As one Atlantic writer aptly put it, there is a war on stupid people:

This gleeful derision seems especially cruel in view of the more serious abuse that modern life has heaped upon the less intellectually gifted. Few will be surprised to hear that, according to the 1979 National Longitudinal Survey of Youth, a long-running federal study, IQ correlates with chances of landing a financially rewarding job. Other analyses suggest that each IQ point is worth hundreds of dollars in annual income—surely a painful formula for the 80 million Americans with an IQ of 90 or below. When the less smart are identified by lack of educational achievement (which in contemporary America is closely correlated with lower IQ), the contrast only sharpens. From 1979 to 2012, the median-income gap between a family headed by two earners with college degrees and two earners with high-school degrees grew by $30,000, in constant dollars. Studies have furthermore found that, compared with the intelligent, less intelligent people are more likely to suffer from some types of mental illness, become obese, develop heart disease, experience permanent brain damage from a traumatic injury, and end up in prison, where they are more likely than other inmates to be drawn to violence. They’re also likely to die sooner.

To say it’s a ‘war’ suggests it’s intentional; rather, it has more to do with autonomous economic factors, such as the push towards more productivity and efficiency, as described above.
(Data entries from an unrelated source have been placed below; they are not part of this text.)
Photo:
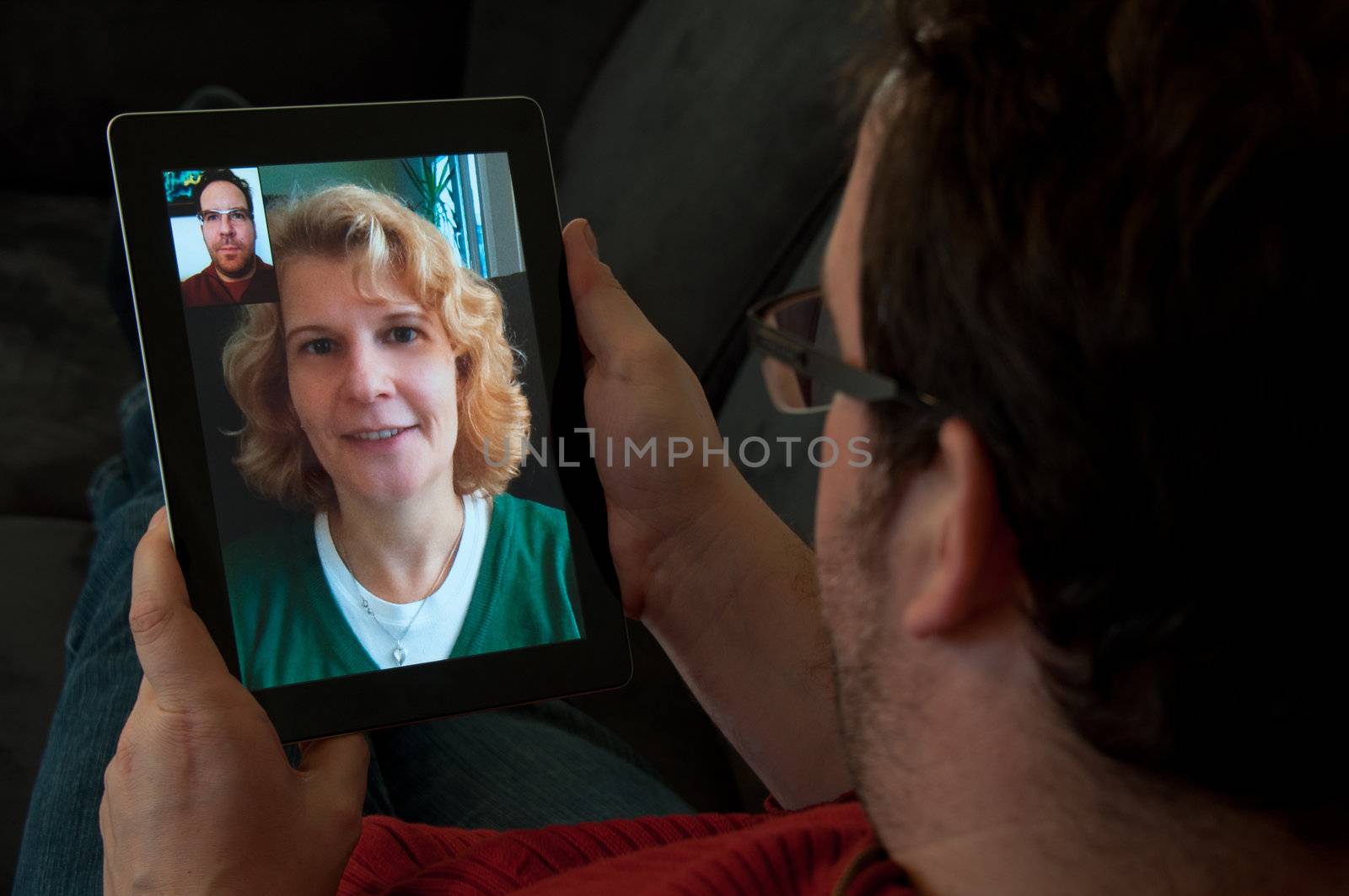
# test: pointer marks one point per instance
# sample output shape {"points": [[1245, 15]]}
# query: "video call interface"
{"points": [[362, 339]]}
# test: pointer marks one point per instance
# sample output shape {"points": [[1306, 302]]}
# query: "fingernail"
{"points": [[590, 240]]}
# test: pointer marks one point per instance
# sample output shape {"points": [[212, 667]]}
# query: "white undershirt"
{"points": [[436, 626]]}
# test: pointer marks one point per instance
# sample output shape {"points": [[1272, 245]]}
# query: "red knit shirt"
{"points": [[825, 849]]}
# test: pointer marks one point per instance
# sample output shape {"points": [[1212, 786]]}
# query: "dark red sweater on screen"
{"points": [[826, 849]]}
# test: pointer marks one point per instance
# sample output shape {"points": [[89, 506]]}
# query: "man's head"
{"points": [[224, 207], [1094, 233]]}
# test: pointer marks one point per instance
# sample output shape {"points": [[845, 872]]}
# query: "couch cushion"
{"points": [[706, 141]]}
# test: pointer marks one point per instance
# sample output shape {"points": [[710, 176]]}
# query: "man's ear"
{"points": [[973, 564]]}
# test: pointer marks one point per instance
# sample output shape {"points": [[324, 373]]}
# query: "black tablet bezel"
{"points": [[146, 145]]}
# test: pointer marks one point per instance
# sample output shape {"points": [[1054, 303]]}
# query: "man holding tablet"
{"points": [[1077, 642]]}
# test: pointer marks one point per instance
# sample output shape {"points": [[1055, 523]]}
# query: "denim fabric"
{"points": [[514, 768]]}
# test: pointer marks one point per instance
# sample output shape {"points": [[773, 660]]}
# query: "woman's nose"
{"points": [[368, 375]]}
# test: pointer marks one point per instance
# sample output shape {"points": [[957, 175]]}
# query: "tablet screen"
{"points": [[375, 436]]}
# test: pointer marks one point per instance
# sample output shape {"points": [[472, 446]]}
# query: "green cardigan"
{"points": [[288, 626]]}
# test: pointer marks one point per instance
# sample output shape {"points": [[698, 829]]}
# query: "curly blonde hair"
{"points": [[384, 239]]}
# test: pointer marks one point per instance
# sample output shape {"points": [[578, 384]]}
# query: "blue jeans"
{"points": [[529, 767]]}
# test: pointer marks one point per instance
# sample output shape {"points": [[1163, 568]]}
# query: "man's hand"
{"points": [[721, 582], [200, 797], [637, 389]]}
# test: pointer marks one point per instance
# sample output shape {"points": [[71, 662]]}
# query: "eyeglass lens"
{"points": [[213, 216], [803, 318]]}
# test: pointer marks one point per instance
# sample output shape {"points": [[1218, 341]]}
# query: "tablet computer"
{"points": [[366, 389]]}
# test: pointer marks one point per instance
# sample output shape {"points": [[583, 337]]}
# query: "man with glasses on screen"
{"points": [[235, 276]]}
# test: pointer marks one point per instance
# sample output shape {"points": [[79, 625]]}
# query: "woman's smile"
{"points": [[373, 379]]}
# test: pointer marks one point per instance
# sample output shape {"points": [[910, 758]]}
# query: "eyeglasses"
{"points": [[803, 366], [213, 216]]}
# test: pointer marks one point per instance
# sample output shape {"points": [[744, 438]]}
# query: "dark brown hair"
{"points": [[1097, 233]]}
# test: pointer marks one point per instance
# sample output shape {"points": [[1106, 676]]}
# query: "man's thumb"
{"points": [[606, 316], [335, 774]]}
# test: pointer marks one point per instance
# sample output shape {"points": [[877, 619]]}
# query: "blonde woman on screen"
{"points": [[373, 395]]}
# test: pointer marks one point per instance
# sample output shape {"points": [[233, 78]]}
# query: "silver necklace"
{"points": [[400, 655]]}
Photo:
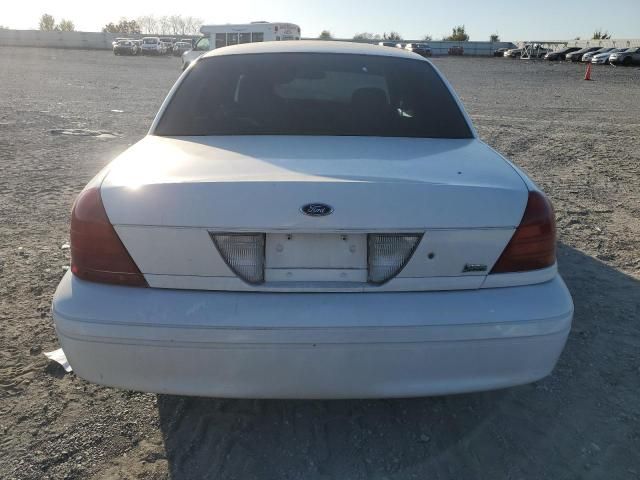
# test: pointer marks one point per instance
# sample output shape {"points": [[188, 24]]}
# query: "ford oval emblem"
{"points": [[316, 209]]}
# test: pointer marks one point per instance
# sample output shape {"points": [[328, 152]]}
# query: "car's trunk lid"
{"points": [[167, 196]]}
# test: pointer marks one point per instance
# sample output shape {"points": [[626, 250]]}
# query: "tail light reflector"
{"points": [[97, 253], [388, 253], [533, 245], [243, 253]]}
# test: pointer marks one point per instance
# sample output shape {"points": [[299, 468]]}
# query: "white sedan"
{"points": [[312, 220]]}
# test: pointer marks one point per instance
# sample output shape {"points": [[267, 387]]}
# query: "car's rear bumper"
{"points": [[324, 345]]}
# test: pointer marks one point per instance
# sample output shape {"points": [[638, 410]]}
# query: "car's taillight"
{"points": [[389, 253], [533, 245], [243, 253], [97, 254]]}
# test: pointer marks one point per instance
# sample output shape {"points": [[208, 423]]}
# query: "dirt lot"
{"points": [[581, 142]]}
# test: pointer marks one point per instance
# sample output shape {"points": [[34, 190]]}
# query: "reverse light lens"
{"points": [[243, 253], [533, 245], [389, 253], [97, 254]]}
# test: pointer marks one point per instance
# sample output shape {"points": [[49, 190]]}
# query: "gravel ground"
{"points": [[579, 140]]}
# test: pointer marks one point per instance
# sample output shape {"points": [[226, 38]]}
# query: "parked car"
{"points": [[534, 51], [421, 49], [180, 47], [603, 58], [168, 41], [125, 47], [118, 39], [235, 251], [630, 56], [513, 53], [152, 46], [586, 58], [560, 54], [577, 55]]}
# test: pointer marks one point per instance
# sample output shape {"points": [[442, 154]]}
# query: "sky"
{"points": [[542, 20]]}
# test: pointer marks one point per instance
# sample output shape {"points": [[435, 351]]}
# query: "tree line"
{"points": [[165, 25], [458, 34]]}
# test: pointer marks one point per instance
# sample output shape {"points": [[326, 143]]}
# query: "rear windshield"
{"points": [[313, 94]]}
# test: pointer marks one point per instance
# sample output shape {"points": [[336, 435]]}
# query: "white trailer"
{"points": [[218, 36]]}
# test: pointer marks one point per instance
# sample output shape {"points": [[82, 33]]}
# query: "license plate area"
{"points": [[315, 257]]}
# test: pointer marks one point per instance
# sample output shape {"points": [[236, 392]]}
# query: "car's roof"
{"points": [[311, 46]]}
Millions of people, if by no fault but their own genes, are predestined to mediocrity. This may seem bad, but society needs mediocre people in order to function; by statistical fact, not everyone can be exceptional. But maybe we need to dispel this infectious yet erroneous romanticism that equates success with hard work, when in reality luck–whether it’s winning the genetic lottery, being at the ‘right place at the right time’, or something else–plays a much bigger role. But then why do we tell ourselves (and our children, students, etc. ) these lies? Why do we keep spreading these success ‘creation myths‘?

As I explain in Malcolm Gladwell Continues to Lose Credibility, such myths are a coping mechanism and the lesser of two evils. Society has determined it is more polite to encourage people pursue their goals, however irrational or unattainable such aspirations may be, than confront biological reality.
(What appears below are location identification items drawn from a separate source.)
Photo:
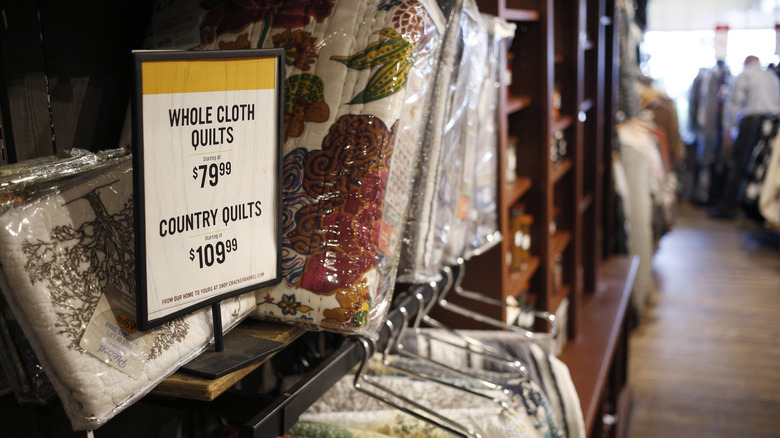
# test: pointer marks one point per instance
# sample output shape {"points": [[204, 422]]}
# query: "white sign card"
{"points": [[207, 166]]}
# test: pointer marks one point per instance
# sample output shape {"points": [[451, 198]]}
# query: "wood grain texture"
{"points": [[181, 385], [590, 356], [704, 359]]}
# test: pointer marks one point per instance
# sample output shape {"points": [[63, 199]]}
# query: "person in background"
{"points": [[754, 98]]}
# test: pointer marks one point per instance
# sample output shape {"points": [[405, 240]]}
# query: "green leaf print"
{"points": [[395, 55]]}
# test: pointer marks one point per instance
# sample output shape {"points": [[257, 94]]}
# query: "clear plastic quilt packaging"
{"points": [[67, 273], [356, 90]]}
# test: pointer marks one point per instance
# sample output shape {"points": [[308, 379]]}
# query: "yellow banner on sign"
{"points": [[193, 76]]}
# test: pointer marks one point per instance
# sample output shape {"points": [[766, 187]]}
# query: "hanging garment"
{"points": [[769, 200], [68, 275], [636, 148], [663, 114], [751, 187], [707, 99]]}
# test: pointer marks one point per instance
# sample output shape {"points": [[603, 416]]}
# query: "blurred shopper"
{"points": [[754, 98]]}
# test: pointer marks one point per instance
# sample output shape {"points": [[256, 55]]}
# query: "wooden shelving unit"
{"points": [[562, 65]]}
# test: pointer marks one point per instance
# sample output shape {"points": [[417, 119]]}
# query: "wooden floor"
{"points": [[705, 359]]}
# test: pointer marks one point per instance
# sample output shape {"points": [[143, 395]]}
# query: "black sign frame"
{"points": [[139, 58]]}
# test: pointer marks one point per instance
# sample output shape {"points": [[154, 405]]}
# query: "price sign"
{"points": [[207, 147]]}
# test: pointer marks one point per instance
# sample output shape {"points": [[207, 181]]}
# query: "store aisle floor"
{"points": [[705, 359]]}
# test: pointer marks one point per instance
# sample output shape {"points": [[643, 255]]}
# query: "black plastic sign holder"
{"points": [[177, 79]]}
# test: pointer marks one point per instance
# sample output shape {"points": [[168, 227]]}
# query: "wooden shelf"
{"points": [[602, 315], [554, 299], [520, 15], [187, 386], [559, 169], [561, 123], [559, 242], [517, 103], [517, 188], [519, 279]]}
But the problem is, telling someone who aspires to be doctor or some other high-IQ profession that they shouldn’t try, because they aren’t smart enough, may also seem cruel, so we settle on what we perceive to be lesser of two cruelties.

But rather than accept the unfair reality that some people are indeed ‘born better’ than others, we explain away these differences in outcomes by retelling these myths and fairy tales about IQ and talent, because the alternative challenges ‘free will’ and egalitarianism–beliefs many Americans hold dear. We explain-away biological reality by creating our own reality for why some are more successful than others: maybe it’s ’10,000 hours of practice’, an ‘unfair environmental advantage’, ‘fraud, cheating, or crony capitalism’, or ‘really, really, really good parenting and schools, and very, very, very early intervention’–never genes. To fulfill these rationalizations often means wasteful pubic policy at taxpayer expense, such as universal pre-k, intended to fix an achievement gap that is actually an IQ gap.
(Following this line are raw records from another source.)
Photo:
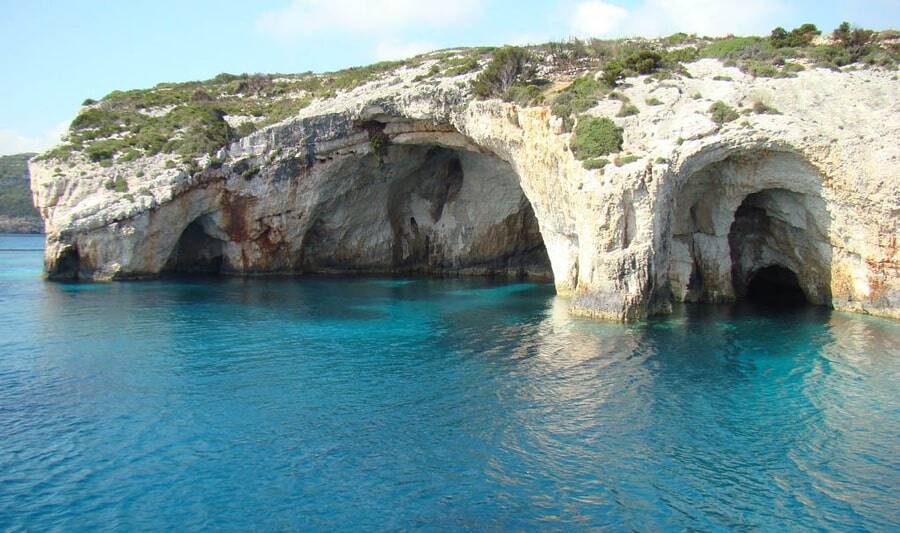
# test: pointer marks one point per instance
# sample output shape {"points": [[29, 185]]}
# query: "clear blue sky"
{"points": [[57, 53]]}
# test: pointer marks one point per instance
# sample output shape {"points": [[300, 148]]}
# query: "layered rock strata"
{"points": [[400, 176]]}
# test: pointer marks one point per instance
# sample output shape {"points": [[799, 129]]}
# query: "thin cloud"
{"points": [[393, 50], [13, 142], [663, 17], [597, 18], [302, 18]]}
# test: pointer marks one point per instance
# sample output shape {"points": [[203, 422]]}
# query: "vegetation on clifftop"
{"points": [[194, 118]]}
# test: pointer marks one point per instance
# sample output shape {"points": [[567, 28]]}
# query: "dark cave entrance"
{"points": [[197, 251], [775, 286], [770, 251]]}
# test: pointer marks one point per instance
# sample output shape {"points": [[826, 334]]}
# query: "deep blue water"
{"points": [[351, 404]]}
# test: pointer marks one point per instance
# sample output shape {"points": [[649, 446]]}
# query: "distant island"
{"points": [[17, 211]]}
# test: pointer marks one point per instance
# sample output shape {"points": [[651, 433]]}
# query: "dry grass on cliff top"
{"points": [[194, 118]]}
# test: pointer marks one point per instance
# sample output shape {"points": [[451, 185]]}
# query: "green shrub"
{"points": [[852, 37], [722, 112], [625, 159], [628, 110], [103, 150], [613, 72], [802, 36], [458, 66], [682, 55], [731, 48], [596, 163], [582, 94], [118, 185], [595, 137], [761, 108], [508, 66]]}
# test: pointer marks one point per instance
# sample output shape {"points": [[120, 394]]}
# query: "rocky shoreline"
{"points": [[405, 174]]}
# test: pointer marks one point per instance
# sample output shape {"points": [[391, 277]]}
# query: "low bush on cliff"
{"points": [[510, 67], [595, 137], [770, 57], [582, 94], [722, 113]]}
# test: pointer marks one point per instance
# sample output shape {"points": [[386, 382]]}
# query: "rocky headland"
{"points": [[632, 173]]}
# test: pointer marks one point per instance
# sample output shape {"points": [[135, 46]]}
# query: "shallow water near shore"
{"points": [[381, 404]]}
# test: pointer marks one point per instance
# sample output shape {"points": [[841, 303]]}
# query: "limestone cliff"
{"points": [[410, 174]]}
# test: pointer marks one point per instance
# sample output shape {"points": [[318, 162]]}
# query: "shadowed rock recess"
{"points": [[401, 175]]}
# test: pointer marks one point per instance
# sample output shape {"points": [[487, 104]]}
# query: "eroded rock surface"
{"points": [[402, 176]]}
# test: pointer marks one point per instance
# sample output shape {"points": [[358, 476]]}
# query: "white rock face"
{"points": [[477, 187]]}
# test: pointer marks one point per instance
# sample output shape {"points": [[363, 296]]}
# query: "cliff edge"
{"points": [[633, 173]]}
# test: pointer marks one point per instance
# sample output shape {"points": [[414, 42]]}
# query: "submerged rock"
{"points": [[402, 175]]}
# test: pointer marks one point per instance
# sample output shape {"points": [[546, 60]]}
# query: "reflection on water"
{"points": [[398, 404]]}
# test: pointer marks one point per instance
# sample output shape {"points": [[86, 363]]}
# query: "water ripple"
{"points": [[432, 404]]}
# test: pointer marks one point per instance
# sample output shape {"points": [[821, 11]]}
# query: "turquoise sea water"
{"points": [[357, 405]]}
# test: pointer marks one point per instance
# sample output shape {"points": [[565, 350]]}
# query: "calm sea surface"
{"points": [[362, 405]]}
So what can be done? For better or worse, nothing. Biological reality will always win in the end, whether we choose to accept this now or later. Consider, for example, the the Black-White achivement gap, which has persisted for half a century despite tens of billions of dollars of education and welfare spending. And at the same time, why are some immigrants so overwhelmingly successful, yet millions of multi-generational American households are in permanent poverty? Why have some civilizations produced so much, and others so little? Biology again. By understanding this reality instead of fighting it, better policy can be devised than the wrong-headed approaches tried thus far.